Before the Prince and others began a simple dish of dates and porridge as the families of the seven people killed by the attackers were remembered.

Prince Harry sits down for iftar, breaking of the fast during Ramadan at the Jamiyah Education Centre in Singapore. Picture by Tim Rooke/PA Wire

Prince Harry sits down for iftar, breaking of the fast during Ramadan at the Jamiyah Education Centre in Singapore. Picture by Tim Rooke/PA Wire

Harry, who is on a two-day trip to Singapore, was visiting a community centre run by a Muslim-faith led voluntary welfare organisation called Jamiyah Singapore, which provides a range of services from help for recovering addicts to residential homes for young people.

Minutes before the sun went down and the call to prayer was made by an Islamic scholar, Muhammad Rafiuddin Ismail, secretary-general of Jamiyah, said: "Our thoughts go out to the families of the victims of the London terror attack last night."

Harry bowed his head as he began speaking and the secretary general added: "Let peace and harmony prevail in communities all over the world."

In a community hall Harry sat down with members of Singapore's Malay community who are mainly Muslim as the day's Ramadan fasting drew to a close.

A mufti, or Islamic scholar, made his plaintive call to prayer after the words of condolence were said and Harry bowed his head as a mark of respect as the call rang out.

His father, the Prince of Wales, has a keen in interest in Islamic culture, and other faiths, and has also promoted interfaith dialogue between religions.

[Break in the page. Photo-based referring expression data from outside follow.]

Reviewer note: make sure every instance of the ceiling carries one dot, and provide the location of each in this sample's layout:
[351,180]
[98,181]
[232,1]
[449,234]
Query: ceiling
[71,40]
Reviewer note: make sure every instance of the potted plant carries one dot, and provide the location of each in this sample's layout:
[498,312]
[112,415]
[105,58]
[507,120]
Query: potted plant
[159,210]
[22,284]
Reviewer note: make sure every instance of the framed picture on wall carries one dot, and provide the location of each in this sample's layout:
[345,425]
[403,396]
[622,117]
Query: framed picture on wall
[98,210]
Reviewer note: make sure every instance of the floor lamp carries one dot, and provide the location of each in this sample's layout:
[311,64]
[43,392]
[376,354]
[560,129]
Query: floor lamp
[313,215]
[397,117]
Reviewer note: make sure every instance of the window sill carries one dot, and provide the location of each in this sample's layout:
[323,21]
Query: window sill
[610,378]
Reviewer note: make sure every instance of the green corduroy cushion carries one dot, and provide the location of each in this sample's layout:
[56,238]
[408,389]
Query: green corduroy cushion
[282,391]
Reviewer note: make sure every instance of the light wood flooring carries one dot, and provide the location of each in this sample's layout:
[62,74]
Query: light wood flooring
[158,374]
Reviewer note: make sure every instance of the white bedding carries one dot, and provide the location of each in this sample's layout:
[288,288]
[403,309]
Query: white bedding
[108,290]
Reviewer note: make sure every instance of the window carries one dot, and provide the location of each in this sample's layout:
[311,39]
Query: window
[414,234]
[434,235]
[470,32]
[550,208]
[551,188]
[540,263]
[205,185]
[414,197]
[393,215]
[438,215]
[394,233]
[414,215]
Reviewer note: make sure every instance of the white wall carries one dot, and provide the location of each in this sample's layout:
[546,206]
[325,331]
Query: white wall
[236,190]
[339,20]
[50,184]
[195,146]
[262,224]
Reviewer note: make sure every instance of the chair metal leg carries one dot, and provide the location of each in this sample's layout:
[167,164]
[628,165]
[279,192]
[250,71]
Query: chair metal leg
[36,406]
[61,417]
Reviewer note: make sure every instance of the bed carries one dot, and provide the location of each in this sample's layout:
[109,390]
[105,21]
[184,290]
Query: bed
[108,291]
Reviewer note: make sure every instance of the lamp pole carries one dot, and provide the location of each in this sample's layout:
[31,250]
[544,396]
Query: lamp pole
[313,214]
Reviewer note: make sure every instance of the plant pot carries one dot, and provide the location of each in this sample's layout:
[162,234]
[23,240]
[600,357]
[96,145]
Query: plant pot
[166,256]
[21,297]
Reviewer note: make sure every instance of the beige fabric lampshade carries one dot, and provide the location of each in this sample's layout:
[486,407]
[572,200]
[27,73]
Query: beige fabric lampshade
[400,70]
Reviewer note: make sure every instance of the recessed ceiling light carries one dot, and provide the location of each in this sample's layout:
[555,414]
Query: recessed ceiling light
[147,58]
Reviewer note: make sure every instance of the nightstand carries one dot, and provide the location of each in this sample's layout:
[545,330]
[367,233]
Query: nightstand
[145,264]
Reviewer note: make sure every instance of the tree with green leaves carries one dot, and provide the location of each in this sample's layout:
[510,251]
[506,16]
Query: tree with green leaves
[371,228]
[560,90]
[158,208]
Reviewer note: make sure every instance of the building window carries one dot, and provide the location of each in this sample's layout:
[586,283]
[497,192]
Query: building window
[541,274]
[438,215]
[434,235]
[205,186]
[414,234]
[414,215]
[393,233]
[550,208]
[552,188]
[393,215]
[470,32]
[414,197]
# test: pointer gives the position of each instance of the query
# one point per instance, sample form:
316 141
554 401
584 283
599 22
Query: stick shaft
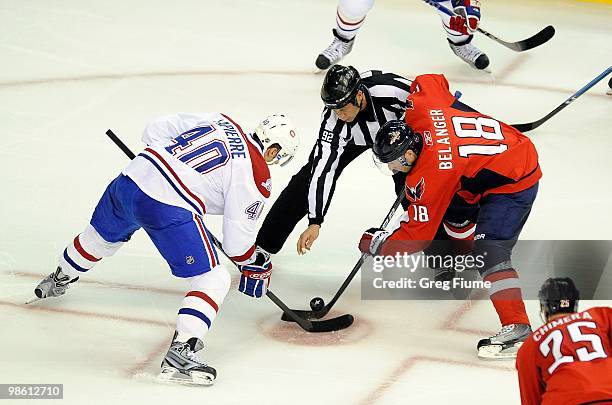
533 125
359 263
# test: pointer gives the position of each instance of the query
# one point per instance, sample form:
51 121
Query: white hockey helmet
278 129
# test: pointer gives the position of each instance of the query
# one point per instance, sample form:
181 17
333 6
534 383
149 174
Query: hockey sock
350 16
201 303
85 251
505 294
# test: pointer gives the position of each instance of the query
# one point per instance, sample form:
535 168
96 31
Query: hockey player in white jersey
194 165
460 29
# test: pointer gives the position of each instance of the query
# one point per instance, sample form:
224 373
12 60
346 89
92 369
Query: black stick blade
305 314
538 39
526 127
332 325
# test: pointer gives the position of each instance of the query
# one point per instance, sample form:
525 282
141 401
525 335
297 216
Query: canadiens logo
415 193
267 185
427 137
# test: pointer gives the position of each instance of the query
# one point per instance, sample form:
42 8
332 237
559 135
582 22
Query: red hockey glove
467 18
372 240
255 276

Those gathered waited until 7.11pm - the moment the sun set - before the mufti completed the ceremony and the traditional iftar began - the evening meal eaten after the daily fast has ended.

The quiet room sprang to life with people talking and Harry reached for a date and popped into his mouth then licked his fingers.

A few minutes later he tucked in to a small bowl of porridge, known as bubur, as he sat at a table with other guests.

Dr Mohd Hasbi Abu Bakar, president of Jamiyah Singapore, said: "Ramadan is a time of reflection, for spending time with family and friends while giving support to those who are less fortunate.

"We are honoured that Prince Harry was able to join us for this iftar and to meet with the young people that are part of the Jamiyah Singapore community."

Earlier Harry was welcomed to the centre by a group of Malay drummers, in local dress, who beat out a rhythm on a traditional instrument called a kompang.

Girls threw flower petals on the ground for the prince to walk on as he made his way to an open-air demonstration of a martial art from the region known as Silat.

Harry, who is visiting Singapore to stage his fundraising Sentebale Polo Cup on Monday, watched as the youngsters demonstrated kicks, hand thrusts and throws.